Police and paramedics team up for new response service

Paramedics will be spending Friday night shifts with their police colleagues in an effort to provide immediate care to injured Cleveland residents and ease the pressure on both services.

Medicar 1 North East Ambulance Service (NEAS) and Cleveland Police are working together on the Medicar trial, which will see a paramedic working alongside two special constables in a dedicated response car, operating across Cleveland from 7pm-3am every Friday evening for the next 12 months.

The Medicar team will respond to incidents which would traditionally be attended by both services separately, such as road traffic collisions and assaults.

Traditionally, police officers attending an incident would contact the Emergency Operations Centre at NEAS to request an ambulance if they believe someone requires further treatment. Similarly, an ambulance crew may contact the police control room to request police back up if they feel unsafe on scene.

With access to live incidents via the police radio, the Medicar team will contact any officer requesting ambulance back up, travelling straight to the scene to begin any necessary treatment immediately and establish what further ambulance assistance, if any, is required.

The two services hope that by working closer together in this way, they can provide a faster response to those involved in the incident whilst ensuring their resources are used efficiently.

During an initial pilot, which operated with volunteers over three shifts in October, the car attended several road traffic collisions and assaults.

At many of the incidents the team attended, the paramedic was able to quickly assess and treat the injured patients without the need for ambulance, not only freeing up an ambulance for someone else in need but also freeing up the police officers quickly to enable them to investigate the crimes and arrest the suspects.

At other incidents, the paramedic was able to provide initial life-saving treatment to patients whilst an ambulance crew were travelling.

Paul Liversidge, chief operating officer at NEAS, said: “This trial is a great example of how, working together, we can improve the service we are able to offer to the public we serve.

“Rather than attending incidents separately, potentially waiting for each other to arrive, we are able to provide a joint response immediately and, as the initial trial showed, often prevent further resources being dispatched to an incident unnecessary, meaning they are able to be dispatched to someone else in need.

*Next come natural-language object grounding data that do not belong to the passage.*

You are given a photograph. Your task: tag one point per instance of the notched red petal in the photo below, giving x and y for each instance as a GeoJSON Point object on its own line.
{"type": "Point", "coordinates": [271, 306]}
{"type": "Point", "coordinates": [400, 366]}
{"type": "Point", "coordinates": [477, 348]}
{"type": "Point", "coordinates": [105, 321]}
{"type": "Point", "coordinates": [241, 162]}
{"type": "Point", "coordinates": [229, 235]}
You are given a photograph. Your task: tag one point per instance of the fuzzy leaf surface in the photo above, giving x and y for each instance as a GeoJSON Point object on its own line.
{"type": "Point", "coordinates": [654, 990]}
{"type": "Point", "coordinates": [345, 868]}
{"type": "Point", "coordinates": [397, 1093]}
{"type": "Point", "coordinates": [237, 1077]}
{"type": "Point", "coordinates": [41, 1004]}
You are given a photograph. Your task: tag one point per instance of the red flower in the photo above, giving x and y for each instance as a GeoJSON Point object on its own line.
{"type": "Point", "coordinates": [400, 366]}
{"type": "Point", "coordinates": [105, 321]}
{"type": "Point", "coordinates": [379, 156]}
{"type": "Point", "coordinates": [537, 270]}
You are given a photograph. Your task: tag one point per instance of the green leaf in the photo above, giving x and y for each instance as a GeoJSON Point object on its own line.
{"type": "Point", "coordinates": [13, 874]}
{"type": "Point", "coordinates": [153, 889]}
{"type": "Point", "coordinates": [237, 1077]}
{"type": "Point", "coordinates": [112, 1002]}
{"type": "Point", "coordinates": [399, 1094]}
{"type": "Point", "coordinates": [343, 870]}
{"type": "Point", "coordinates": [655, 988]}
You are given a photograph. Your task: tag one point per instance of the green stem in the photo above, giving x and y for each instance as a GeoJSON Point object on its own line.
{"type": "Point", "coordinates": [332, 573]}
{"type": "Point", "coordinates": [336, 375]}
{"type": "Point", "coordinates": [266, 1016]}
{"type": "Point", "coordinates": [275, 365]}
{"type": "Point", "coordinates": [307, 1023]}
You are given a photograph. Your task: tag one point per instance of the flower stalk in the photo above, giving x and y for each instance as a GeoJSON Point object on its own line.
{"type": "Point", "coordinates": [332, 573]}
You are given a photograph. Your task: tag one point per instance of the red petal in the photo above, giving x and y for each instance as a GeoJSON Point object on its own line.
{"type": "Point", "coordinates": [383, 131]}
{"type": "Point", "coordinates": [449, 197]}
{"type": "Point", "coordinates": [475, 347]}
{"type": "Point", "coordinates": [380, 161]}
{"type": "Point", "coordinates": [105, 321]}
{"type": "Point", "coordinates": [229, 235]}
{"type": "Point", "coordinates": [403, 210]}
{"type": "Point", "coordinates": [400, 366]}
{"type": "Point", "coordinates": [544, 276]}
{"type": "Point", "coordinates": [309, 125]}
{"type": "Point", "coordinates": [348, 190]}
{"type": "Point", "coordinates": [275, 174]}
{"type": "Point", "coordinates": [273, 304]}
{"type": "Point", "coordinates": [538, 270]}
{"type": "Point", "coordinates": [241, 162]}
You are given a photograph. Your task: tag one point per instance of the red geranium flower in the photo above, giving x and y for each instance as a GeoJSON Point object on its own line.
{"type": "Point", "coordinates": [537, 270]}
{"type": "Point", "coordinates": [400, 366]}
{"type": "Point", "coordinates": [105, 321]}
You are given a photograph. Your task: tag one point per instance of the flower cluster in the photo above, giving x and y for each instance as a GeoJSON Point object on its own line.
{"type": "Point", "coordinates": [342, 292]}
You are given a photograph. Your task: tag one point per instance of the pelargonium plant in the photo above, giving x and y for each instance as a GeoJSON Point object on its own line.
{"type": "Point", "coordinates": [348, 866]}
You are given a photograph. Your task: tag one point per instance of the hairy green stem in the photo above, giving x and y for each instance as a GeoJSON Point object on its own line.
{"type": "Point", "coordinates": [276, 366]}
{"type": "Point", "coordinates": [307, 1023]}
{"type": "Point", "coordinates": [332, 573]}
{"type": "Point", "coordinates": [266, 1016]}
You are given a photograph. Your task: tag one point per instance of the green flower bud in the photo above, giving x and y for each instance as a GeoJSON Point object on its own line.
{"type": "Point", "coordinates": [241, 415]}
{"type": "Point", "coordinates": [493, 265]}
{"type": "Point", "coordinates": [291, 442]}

“We look forward to seeing the results of this trial next year.”

Inspector Nick Owen from Cleveland Police said: “The Medicar shows partnership working at its best.

“We hope that the pilot scheme will save both emergency services valuable time and resources by travelling together in the same vehicle and responding jointly to incidents which require both services.

“We have already seen some examples of great work and incidents where life-saving treatment was administered whilst further help was on route. We hope to continue this great work into the near future and beyond.”

Photo caption (L-R): Paul Smith, Clinical Care Manager from NEAS, Specials Chief Inspector James Ruddock from Cleveland Police, Operations Manager Daryen Lemmon from NEAS and Assistant Chief Officer from the Special Constabulary, Rob Lynas.